Eine Staatszielbestimmung reicht nicht!
Österreichs Sprachminderheiten brauchen zum Überleben ein neues "Volksgruppengesetz"
Bozen, 10.7.2000

Es ist löblich, wenn sich Österreich endlich zu seinem multinationalen Charakter bekennt. 45 Jahre nach dem Staatsvertrag, der im Artikel 7 die Minderheitenrechte festschreibt, anerkannt der Nationalrat und die Regierung mit einer Staatszielbestimmung, spät aber doch, das mehrsprachige Österreich.

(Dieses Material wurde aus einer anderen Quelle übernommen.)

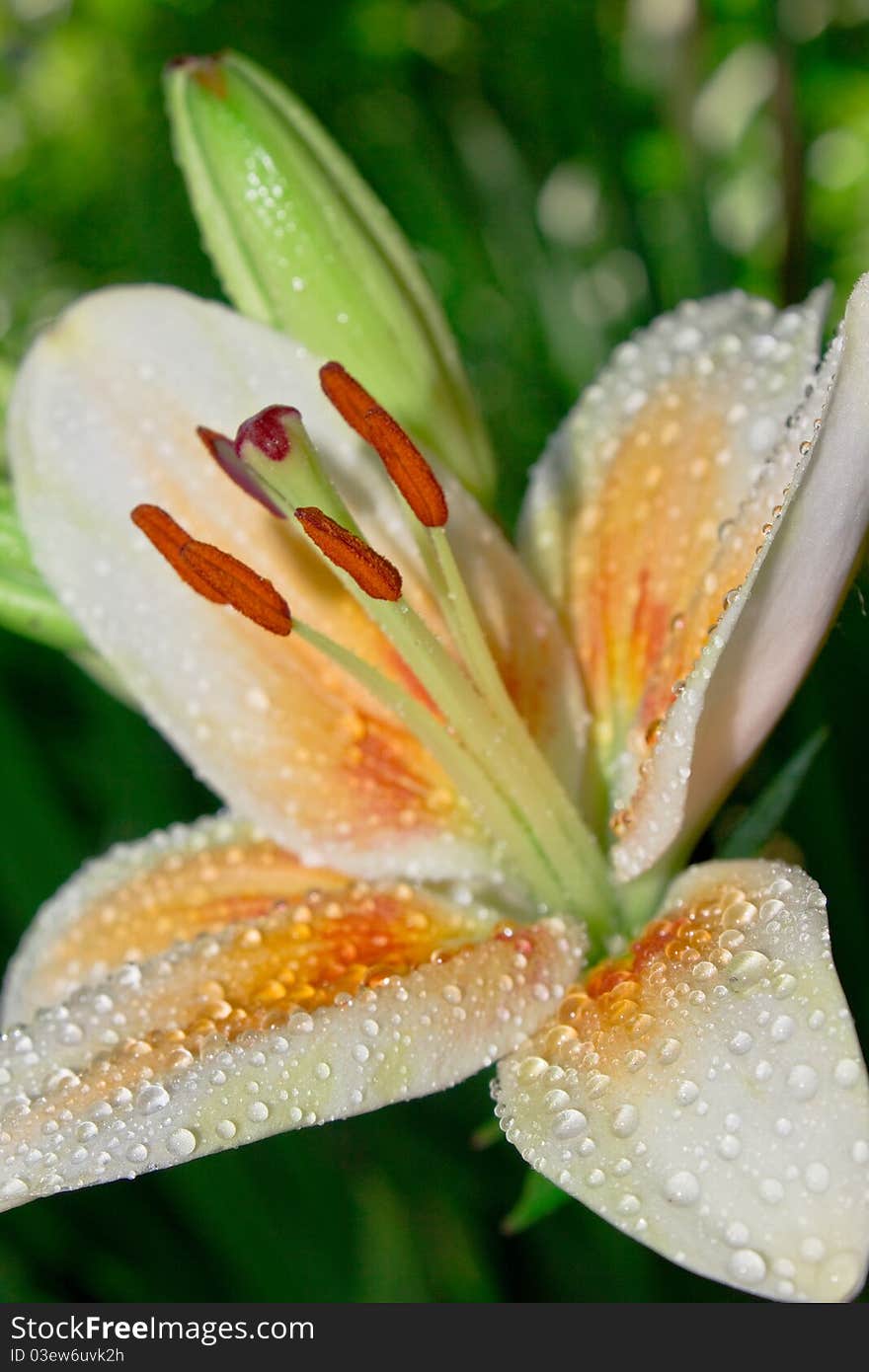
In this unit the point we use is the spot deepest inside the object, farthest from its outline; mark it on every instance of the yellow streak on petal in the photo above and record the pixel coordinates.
(650, 569)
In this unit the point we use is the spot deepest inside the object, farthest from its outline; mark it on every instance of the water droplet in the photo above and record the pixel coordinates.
(742, 1041)
(771, 1191)
(625, 1121)
(746, 967)
(682, 1188)
(570, 1124)
(747, 1266)
(817, 1178)
(182, 1143)
(846, 1073)
(14, 1188)
(151, 1100)
(802, 1082)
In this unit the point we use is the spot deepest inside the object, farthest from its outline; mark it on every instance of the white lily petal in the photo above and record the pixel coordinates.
(707, 1095)
(802, 579)
(644, 519)
(141, 897)
(334, 1002)
(103, 418)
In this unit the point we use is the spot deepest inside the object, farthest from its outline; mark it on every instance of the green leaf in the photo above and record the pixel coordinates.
(765, 813)
(299, 242)
(537, 1199)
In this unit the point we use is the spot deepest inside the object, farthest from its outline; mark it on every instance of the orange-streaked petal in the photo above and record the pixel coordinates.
(105, 419)
(139, 899)
(327, 1006)
(706, 1094)
(801, 582)
(646, 516)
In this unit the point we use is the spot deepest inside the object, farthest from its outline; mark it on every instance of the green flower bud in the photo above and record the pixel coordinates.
(301, 243)
(28, 607)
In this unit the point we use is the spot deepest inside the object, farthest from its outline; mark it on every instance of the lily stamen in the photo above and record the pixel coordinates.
(401, 457)
(372, 573)
(214, 573)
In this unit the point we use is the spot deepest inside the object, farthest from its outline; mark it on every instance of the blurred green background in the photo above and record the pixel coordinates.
(566, 171)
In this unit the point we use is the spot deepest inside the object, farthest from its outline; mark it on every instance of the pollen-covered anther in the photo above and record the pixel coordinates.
(372, 573)
(403, 460)
(213, 573)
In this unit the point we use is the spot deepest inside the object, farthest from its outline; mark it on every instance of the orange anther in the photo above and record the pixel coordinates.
(371, 572)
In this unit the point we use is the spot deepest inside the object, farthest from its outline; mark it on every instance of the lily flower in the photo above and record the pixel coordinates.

Eine Bestimmung als Antwort auf die EU-Sanktionen, eine Bestimmung, die erst möglich wurde, weil die EU Österreich wegen der freiheitlichen Regierungsbeteiligung unter Beobachtung gestellt hat? Die Staatszielbestimmung ist so gehalten, daß sie keine einklagbaren Minderheitenrechte beinhaltet. Eine Bestimmung also, um die EU zu besänftigen?

Die französische Ratspräsidentschaft wird sich kaum mit Fragen der Sprachminderheiten in Österreich befassen, weil Frankreich im eigenen Land die Existenz von Minderheiten bestreitet. Die österreichische Regierung hat sich die schon lange geforderten zweisprachigen Ortstafeln im Burgenland genehmigt, sich aber bisher nicht für die Anerkennung der slowenischen Sprachgruppe in der Steiermark geäußert. Die Regierung hat hingen schon angekündigt, die staatlichen Subventionen für die Minderheitenradios um ein Drittel zu kürzen. Sparen trotz Staatszielbestimmung?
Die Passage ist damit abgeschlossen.